ONE of the biggest killers in this country apart from HIV/AIDS and life-style diseases is road traffic accident.
Catching disease is simply a one-way traffic and therefore can be easily avoided by way of controlling life-style – eating and drinking – and sex life whereas motorist accidents are consequences of many things such as mechanical failure, drink drive, and/ or failures in either offensive or defensive driving.
Most telling, most compelling, is the frequency and number of people dying each year from traffic accidents and effect ripples from affecting lives to costs.
Even though we live in an age of ever-increasing safety features on cars, and better education about road safety, the alarming record of traffic accidents leading to death and or permanent injury shows more work has to done.
The National Road Safety Authority – the body responsible for road safety – must now take initiatives towards eradicating the tragedy of so many lives being lost.

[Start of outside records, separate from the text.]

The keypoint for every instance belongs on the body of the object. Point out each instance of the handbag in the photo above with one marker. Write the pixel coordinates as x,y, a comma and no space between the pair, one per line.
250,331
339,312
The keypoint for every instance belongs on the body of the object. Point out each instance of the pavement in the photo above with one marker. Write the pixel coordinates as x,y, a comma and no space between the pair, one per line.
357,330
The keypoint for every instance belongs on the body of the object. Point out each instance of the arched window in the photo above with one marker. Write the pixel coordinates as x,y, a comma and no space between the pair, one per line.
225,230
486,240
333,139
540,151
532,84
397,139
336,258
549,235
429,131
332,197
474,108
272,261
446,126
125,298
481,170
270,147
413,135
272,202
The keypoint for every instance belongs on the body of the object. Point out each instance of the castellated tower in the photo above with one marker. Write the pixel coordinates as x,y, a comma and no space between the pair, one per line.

And all of us who use the roads need to be part of making that happen.
Dangerous behaviour is a major factor in serious road crashes. Changing driver behaviour, such as seat belt use, speeding, distracted-driving and drink-driving would save many lives.
Education, when combined with enforcement and engineering is the best way to cut the numbers of killed or seriously injured.
The National Road Safety Authority can partner with reputable local firms with broader affiliation like Diamond Defensive Driving Academy to provide safe driving awareness, skills and trainings.
There are also other initiatives NRSA might want to consider like spearheading a community coalition similar to the European initiative of Project EDWARD (European Day Without a Road Death), to encourage road users to think safety first while driving, walking or cycling- all road users have a part to play, and small changes can make a big difference.